Wiki will say that yes, its anthropomorphizing moe characters, but still, I've only ever seen it used in cosplay communities, refering to the desgn which is just an "easier" way to cosplay pokemon, or non human creatures in general.


----------



## Kellie Gator (Jun 13, 2010)

Harebelle said:


> I've had just about enough of your hate crimes.

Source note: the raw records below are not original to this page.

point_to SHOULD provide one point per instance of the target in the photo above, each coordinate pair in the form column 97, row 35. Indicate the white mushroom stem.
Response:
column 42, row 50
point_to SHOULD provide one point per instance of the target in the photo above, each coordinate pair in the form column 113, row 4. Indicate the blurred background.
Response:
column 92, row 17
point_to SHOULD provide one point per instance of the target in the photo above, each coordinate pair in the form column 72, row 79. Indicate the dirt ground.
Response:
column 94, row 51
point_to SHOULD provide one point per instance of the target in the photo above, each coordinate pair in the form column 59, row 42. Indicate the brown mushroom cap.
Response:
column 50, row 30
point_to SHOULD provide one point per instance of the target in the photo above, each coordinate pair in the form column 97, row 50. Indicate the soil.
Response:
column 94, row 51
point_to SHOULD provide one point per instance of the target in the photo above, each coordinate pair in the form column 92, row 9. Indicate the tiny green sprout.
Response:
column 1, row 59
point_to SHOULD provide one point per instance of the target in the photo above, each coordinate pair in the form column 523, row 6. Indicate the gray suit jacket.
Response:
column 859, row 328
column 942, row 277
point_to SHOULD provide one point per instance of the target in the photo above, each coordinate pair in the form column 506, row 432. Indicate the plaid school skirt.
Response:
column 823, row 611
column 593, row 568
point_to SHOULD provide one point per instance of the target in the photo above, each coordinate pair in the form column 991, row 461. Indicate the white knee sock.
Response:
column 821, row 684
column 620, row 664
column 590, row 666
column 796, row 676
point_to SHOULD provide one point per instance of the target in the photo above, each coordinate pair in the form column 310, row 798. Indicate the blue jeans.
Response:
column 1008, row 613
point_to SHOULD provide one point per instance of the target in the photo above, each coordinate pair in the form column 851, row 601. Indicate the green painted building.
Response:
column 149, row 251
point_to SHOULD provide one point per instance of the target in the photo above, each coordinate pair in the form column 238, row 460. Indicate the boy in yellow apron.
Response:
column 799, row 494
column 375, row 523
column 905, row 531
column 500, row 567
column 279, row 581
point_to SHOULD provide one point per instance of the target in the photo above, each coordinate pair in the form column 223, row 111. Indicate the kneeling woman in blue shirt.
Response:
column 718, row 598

I can't help it, that's just how I was raised! :V



Jelly said:


> but kellie-chan, you are so kawaii =^3^=


I NEED AN ADULT! D: 


Felicia Mertallis said:


> and nothing of value was lost.


 NO U


----------



## Verin Asper (Jun 13, 2010)

Kellie Gator said:


> I NEED AN ADULT! D:


 you are on a furry forum, the correct one to use is "I NEED A LAWYER" due to how happy furs seem to want to sue each other :V


----------



## Willow (Jun 13, 2010)

Crysix Fousen said:


> you are on a furry forum, the correct one to use is "I NEED A LAWYER" due to how happy furs seem to want to sue each other :V


 I'm a lawyer


----------



## Verin Asper (Jun 13, 2010)

WillowWulf said:


> I'm a lawyer


 I would like to sue every zoophile that is a furry :V


----------



## Kellie Gator (Jun 13, 2010)

Crysix Fousen said:


> I would like to sue every zoophile that is a furry :V


 Good luck suing the whole fandom!


----------



## Verin Asper (Jun 13, 2010)

Kellie Gator said:


> Good luck suing the whole fandom!


thats right cause it seems about 60% of furs dont have money at all :V


----------



## Tao (Jun 13, 2010)

No, it's just kawaii nekos uguuu.


----------



## Zydala (Jun 13, 2010)

would I count as kemonomimi? I mean I like the whole human hybrid things to various degrees but if it's mostly just referring to catgirls and gijinka then I couldn't really care less about them. They're not very interesting lol


----------



## Kellie Gator (Jun 13, 2010)

Crysix Fousen said:


> thats right cause it seems about 60% of furs dont have money at all :V


 And yet they always manage to commission porn for thousands of collars.


----------



## Ames (Jun 13, 2010)

I think that they're just plain fucking weird.


----------



## Slyck (Jun 13, 2010)

Japan has the penii nipples that go poo.

America doesn't.

I'm not much of a weeaboo myself but whatever.


----------